I have a amd64 Gentoo system, which hosts a x86 uclibc chroot. My attempt to emerge klibc in the chroot failed with: scripts/kconfig/conf -s arch/x86/Kconfig CHK include/linux/version.h UPD include/linux/version.h CHK include/linux/utsrelease.h UPD include/linux/utsrelease.h SYMLINK include/asm -> include/asm-x86 CC kernel/bounds.s kernel/bounds.c:1: error: code model 'kernel' not supported in the 32 bit mode kernel/bounds.c:1: sorry, unimplemented: 64-bit mode not compiled in make[1]: *** [kernel/bounds.s] Error 1 make: *** [prepare0] Error 2 * * ERROR: dev-libs/klibc-1.5.12-r1 failed. This seems to be caused by the fact that the default configuration for _x86_64_ was used for the kernel. Commenting out the 'unset ABI ARCH' line in the ebuild made klibc compile and install properly.

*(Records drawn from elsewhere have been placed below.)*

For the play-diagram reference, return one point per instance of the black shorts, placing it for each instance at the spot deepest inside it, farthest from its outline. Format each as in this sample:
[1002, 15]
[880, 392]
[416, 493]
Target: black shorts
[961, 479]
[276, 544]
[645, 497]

This isn't of course correct in general, so I guess something like ARCH=$(tc-arch-kernel) should be done there.
ARCH=$(tc-arch-kernel) would be wrong. On a split 64-32 system (ppc64-32ul is my personal testcase), the kernel copy used by klibc MUST be configured as ppc32.
was your chroot running in linux32 or not?
(In reply to comment #2) > was your chroot running in linux32 or not? I'm not sure what you mean by "running in linux32", so I'll just describe the whole setup: host: amd64, default-linux/amd64/2007.0/desktop chroot: x86, uclibc/x86 I completely agree that the kernel used for klibc has to be configured for 32-bit mode (x86 in this case) and in fact the whole problem stems from the fact that in the case described above it isn't. By unsetting ARCH and running `make defconfig`, the kernel config system tries to configure the kernel for amd64 (host system) which is wrong, because we're in a x86 chroot.
spock: inside the chroot, what does "uname -m" return?
(In reply to comment #4) > spock: inside the chroot, what does "uname -m" return? It prints "x86_64".
Ok, your chroot should be running inside linux32/setarch then. Just doing a plain chroot is not sufficient. Consider if you run a normal x86 kernel on a x86_64 box, it does NOT say x86_64, so your chroot env shouldn't either.